Flowers constitute a multibillion dollar (over $100 billion) industry in trade. There are three main groups of people in on this gig - the growers, the wholesalers, and the traders. There are flower auctions, and like the fish market in Japan, this allow for price setting, bidding, and big money exchanges on flowers. The people doing the farming are usually the lowest paid, at the highest risk personally, and local communities are at the highest risk environmentally. The Netherlands dominates the world flower market with about 60% of all flower trade.

Some reported 25% of all flowers in Europe came from African farms in 2008. The EU this year employed tariffs and then removed them on imports from East Africa, particularly aimed at Kenya. Again the issue of the countries of the EU and USA that subsidize their farming industry are raised. How can an African dairy farmer compete in price with subsidized milk products from France? This sort of imbalanced trade arrangement is what brought the WTO talks to a halt years ago.

There is a colonial history in flower farming. And like in many other areas, colonialism never really went away. Colonial hangover - the once dominating governments just changed the name of the domination to "economic development". Many developing countries in the once colonized world are often still dominated by the presence of the invading/colonizing country - today, through trade agreements. I am told DFID, the UK's development agency, is housed in the same building that the colonial mission headquarters were contained in London.
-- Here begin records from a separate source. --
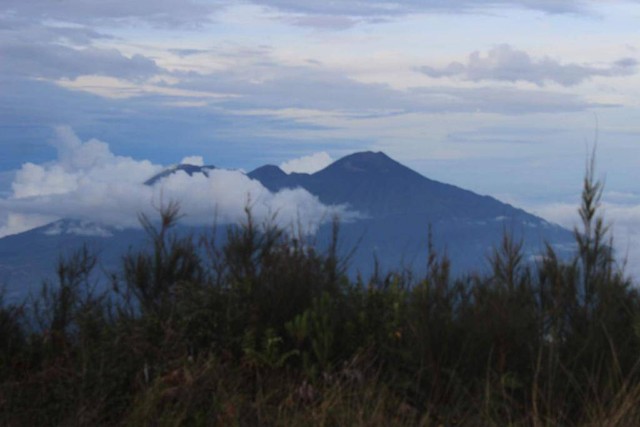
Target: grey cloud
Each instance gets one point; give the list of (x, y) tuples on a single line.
[(170, 13), (322, 22), (504, 63), (364, 9), (56, 61), (314, 87)]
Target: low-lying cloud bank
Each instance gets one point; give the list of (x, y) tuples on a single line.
[(621, 212), (89, 182)]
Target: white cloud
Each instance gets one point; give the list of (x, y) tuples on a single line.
[(504, 63), (307, 164), (88, 182), (193, 160), (624, 220)]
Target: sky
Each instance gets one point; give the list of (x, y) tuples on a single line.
[(505, 98)]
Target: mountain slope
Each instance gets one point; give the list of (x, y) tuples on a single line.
[(397, 207)]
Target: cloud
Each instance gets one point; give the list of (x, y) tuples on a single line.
[(307, 164), (338, 15), (504, 63), (87, 182), (621, 213), (269, 86), (398, 7), (164, 13), (192, 160), (54, 61)]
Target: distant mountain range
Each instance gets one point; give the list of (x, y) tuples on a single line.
[(396, 206)]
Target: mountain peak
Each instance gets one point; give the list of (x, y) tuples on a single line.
[(184, 167), (366, 161)]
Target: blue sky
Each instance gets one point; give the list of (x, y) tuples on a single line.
[(501, 97)]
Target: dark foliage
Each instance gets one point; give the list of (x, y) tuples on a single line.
[(268, 330)]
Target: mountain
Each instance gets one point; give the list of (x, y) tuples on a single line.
[(398, 205), (396, 208)]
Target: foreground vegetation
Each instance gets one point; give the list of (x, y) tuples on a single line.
[(266, 330)]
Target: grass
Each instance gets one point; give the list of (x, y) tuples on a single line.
[(267, 330)]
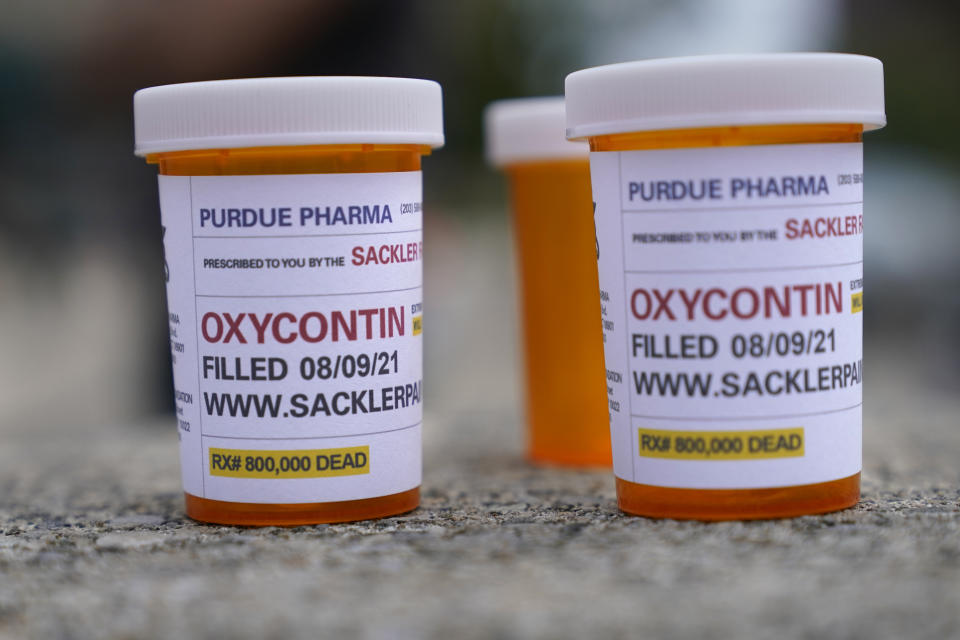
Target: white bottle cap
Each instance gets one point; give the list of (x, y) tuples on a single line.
[(725, 90), (528, 130), (265, 112)]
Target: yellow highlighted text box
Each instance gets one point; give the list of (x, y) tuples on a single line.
[(761, 444), (299, 463), (856, 302)]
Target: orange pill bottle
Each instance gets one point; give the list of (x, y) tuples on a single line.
[(552, 215), (729, 207), (292, 228)]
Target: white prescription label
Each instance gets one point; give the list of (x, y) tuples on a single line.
[(731, 289), (295, 310)]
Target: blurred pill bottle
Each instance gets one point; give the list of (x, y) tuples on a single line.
[(292, 228), (729, 196), (549, 180)]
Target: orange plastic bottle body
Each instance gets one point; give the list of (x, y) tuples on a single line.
[(730, 504), (566, 399), (357, 158)]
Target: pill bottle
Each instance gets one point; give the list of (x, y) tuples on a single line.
[(292, 216), (549, 180), (729, 214)]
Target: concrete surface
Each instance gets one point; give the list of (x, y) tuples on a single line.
[(94, 543)]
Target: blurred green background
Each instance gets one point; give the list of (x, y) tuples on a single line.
[(83, 335)]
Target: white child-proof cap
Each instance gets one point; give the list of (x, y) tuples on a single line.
[(528, 130), (725, 90), (263, 112)]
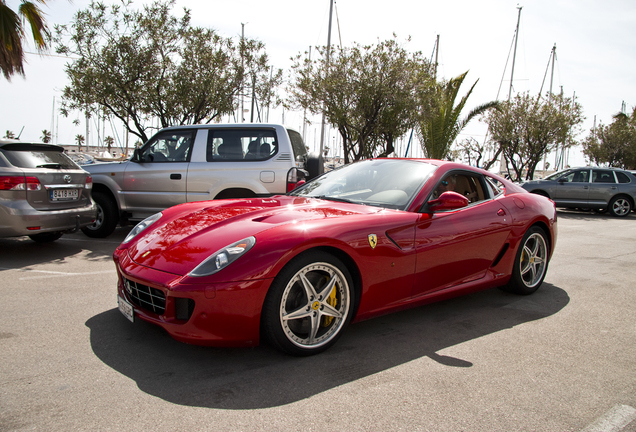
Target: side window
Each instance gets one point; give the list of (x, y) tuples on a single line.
[(168, 146), (496, 187), (603, 176), (465, 184), (241, 145), (622, 177), (582, 176)]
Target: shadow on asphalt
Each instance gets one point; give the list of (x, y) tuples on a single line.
[(21, 252), (252, 378), (591, 215)]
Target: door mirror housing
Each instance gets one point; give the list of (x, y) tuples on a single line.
[(447, 201)]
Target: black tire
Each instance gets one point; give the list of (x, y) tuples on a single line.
[(620, 206), (107, 217), (315, 165), (306, 317), (46, 237), (531, 263)]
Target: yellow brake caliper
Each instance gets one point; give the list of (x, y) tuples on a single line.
[(331, 301)]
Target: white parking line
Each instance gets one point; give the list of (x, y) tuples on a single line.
[(50, 274), (614, 420)]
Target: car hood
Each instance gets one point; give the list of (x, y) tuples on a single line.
[(189, 233)]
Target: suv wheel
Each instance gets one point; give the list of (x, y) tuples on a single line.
[(620, 206), (106, 219)]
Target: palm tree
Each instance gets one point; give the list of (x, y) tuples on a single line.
[(79, 139), (12, 33), (439, 129)]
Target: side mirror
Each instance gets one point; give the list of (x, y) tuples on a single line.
[(135, 156), (447, 201)]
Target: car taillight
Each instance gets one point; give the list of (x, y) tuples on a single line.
[(19, 183)]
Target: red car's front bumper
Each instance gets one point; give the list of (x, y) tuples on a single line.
[(221, 314)]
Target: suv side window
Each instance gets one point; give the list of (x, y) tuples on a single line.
[(622, 177), (298, 145), (603, 176), (168, 146), (581, 176), (241, 145)]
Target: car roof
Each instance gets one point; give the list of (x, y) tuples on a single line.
[(226, 125), (23, 144)]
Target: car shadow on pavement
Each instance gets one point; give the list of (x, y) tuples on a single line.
[(260, 377)]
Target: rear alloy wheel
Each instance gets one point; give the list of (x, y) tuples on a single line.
[(531, 263), (309, 304), (46, 237), (620, 206), (106, 219)]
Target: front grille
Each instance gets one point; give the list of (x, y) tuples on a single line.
[(146, 297)]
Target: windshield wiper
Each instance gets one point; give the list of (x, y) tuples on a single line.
[(331, 198)]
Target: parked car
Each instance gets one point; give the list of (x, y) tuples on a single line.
[(363, 240), (43, 193), (591, 188), (195, 163), (82, 158)]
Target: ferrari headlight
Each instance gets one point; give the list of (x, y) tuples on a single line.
[(142, 226), (223, 258)]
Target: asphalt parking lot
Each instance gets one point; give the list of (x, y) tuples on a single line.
[(563, 359)]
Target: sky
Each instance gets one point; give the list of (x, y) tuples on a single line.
[(595, 52)]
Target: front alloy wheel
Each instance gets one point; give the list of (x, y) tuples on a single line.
[(531, 263), (309, 305)]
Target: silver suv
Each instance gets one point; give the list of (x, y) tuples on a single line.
[(592, 188), (43, 193), (195, 163)]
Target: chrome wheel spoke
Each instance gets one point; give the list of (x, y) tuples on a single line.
[(314, 305), (533, 260)]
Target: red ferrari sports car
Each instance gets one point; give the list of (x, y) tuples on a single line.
[(369, 238)]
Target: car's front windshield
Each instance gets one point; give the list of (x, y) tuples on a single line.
[(389, 183)]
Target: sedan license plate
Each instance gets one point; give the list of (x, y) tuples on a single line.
[(126, 308), (64, 194)]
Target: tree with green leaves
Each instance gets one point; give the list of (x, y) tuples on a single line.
[(528, 128), (46, 136), (440, 126), (614, 144), (369, 93), (147, 66), (79, 140), (13, 33)]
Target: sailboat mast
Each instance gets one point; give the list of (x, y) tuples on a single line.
[(322, 127), (514, 56), (552, 72)]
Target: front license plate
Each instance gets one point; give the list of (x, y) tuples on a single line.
[(64, 194), (126, 308)]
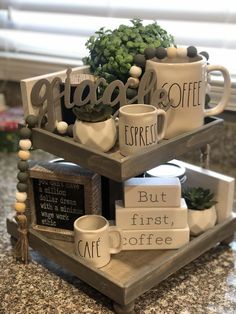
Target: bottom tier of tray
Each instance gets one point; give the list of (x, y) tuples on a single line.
[(130, 273)]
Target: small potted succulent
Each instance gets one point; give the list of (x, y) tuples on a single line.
[(201, 209), (95, 126)]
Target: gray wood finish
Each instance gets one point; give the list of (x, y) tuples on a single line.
[(130, 273), (112, 164)]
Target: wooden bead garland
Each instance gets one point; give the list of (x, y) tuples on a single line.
[(25, 144)]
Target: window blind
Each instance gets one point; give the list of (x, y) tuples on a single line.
[(60, 29)]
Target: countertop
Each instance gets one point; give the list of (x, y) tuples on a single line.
[(207, 285)]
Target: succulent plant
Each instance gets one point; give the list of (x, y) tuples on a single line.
[(198, 198), (112, 53)]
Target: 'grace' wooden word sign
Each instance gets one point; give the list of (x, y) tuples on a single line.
[(45, 94)]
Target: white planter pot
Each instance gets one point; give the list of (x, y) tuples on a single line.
[(201, 220), (99, 135)]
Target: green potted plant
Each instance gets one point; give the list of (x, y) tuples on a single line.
[(201, 209), (95, 126), (112, 52)]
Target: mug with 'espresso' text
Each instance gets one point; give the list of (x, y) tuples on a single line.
[(140, 126), (185, 82)]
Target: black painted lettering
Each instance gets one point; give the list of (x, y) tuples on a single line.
[(142, 196)]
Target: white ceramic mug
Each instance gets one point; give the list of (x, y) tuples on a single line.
[(95, 240), (185, 81), (140, 126)]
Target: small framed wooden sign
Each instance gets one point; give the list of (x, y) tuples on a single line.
[(59, 193)]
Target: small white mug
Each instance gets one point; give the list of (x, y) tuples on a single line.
[(140, 126), (95, 240), (185, 81)]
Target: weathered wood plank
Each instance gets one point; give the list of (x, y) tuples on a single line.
[(117, 167), (129, 274)]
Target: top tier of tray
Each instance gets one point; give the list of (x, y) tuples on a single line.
[(112, 164)]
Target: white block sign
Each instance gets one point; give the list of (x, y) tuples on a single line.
[(151, 218), (152, 192), (155, 239)]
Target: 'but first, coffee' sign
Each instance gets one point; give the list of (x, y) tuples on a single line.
[(152, 192)]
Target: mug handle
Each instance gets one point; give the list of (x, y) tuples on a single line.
[(161, 123), (116, 239), (226, 94)]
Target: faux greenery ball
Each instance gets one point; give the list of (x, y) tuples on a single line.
[(112, 53)]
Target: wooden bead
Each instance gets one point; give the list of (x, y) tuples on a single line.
[(22, 176), (24, 154), (191, 51), (20, 207), (205, 54), (25, 144), (182, 52), (62, 127), (171, 52), (149, 53), (161, 52), (131, 93), (21, 197), (70, 130), (25, 133), (140, 60), (23, 165), (44, 121), (31, 120), (22, 187), (135, 71), (133, 82)]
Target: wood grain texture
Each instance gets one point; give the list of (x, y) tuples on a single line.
[(129, 274), (63, 173), (119, 168)]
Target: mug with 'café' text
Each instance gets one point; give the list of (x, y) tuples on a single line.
[(95, 240), (185, 81)]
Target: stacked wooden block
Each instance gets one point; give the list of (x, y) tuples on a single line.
[(153, 215)]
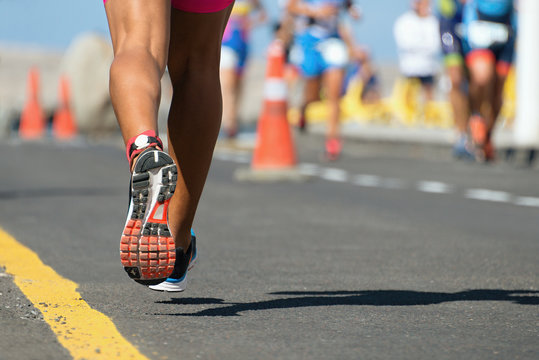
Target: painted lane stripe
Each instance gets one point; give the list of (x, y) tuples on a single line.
[(309, 169), (84, 332), (393, 184), (527, 201), (373, 181), (367, 180), (332, 174), (488, 195), (434, 187)]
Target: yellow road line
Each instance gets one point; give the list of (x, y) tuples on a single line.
[(83, 331)]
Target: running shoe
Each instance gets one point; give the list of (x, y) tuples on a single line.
[(489, 153), (463, 149), (302, 123), (177, 281), (333, 149), (147, 248), (478, 130)]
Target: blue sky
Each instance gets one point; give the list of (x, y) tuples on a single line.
[(54, 23)]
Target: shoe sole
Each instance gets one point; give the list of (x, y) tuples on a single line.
[(167, 286), (147, 248)]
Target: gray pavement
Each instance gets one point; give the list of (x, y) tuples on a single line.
[(395, 251)]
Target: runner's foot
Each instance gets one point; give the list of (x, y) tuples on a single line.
[(147, 248), (333, 149), (177, 281), (463, 148)]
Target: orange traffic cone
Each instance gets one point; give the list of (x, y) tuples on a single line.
[(32, 124), (274, 157), (274, 148), (63, 123)]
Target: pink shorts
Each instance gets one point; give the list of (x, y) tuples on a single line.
[(199, 6)]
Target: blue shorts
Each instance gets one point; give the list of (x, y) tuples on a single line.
[(315, 56), (234, 48), (478, 26), (451, 40)]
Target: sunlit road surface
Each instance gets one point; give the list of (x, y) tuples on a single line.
[(391, 252)]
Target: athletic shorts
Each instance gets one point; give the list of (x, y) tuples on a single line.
[(199, 6), (234, 49), (315, 56), (451, 41), (426, 80), (491, 39)]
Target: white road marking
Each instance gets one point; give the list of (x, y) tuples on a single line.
[(434, 187), (332, 174), (488, 195), (367, 180), (527, 201), (309, 169), (393, 183)]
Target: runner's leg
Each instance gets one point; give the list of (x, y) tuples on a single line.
[(196, 109), (139, 33)]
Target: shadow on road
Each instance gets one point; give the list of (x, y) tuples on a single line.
[(365, 298), (58, 192)]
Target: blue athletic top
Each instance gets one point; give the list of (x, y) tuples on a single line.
[(494, 8), (500, 11), (321, 28)]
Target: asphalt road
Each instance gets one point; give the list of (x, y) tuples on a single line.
[(395, 251)]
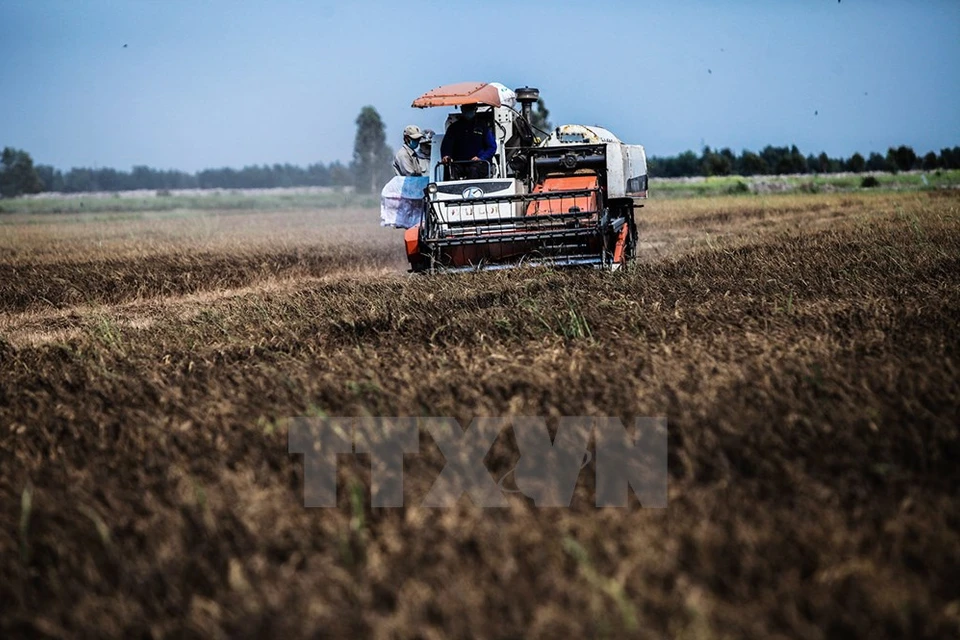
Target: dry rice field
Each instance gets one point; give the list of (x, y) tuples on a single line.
[(804, 349)]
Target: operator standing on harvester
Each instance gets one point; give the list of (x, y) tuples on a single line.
[(406, 162), (468, 146)]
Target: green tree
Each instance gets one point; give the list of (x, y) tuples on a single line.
[(903, 157), (17, 174), (856, 163), (752, 165), (371, 155)]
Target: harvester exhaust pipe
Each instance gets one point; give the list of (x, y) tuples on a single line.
[(526, 97)]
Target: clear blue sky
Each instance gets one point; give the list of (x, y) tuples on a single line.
[(228, 83)]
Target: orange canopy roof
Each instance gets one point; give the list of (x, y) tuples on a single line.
[(460, 93)]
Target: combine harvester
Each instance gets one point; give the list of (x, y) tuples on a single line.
[(568, 201)]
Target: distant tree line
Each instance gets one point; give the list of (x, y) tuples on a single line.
[(372, 156), (785, 160), (79, 180)]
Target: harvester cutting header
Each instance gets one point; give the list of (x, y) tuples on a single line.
[(497, 196)]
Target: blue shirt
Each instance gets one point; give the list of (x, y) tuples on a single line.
[(466, 139)]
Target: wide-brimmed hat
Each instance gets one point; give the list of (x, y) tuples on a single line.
[(413, 132)]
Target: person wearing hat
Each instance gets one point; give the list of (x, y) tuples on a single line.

Whether or not this is true, the sentiment says something. These same post-colonial occupation countries still benefit and profit off of the sweat (and water and environmental health) of the economically (and medically, educationally, etc., etc., etc.) deprived.

What can you do?
I encourage you to take action by writing to your political representative about this issue. Let them know your feelings. Purchase flowers from local sources. Boycott the purchase of flowers not grown under fair trade conditions. Fair trade usually, but not always, points to the money exchange and conditions for workers. Tell your family and friends. Grow your own.

Or, buy silk or paper flowers and call it a day. Most flowers purchased are not for consumption anyway.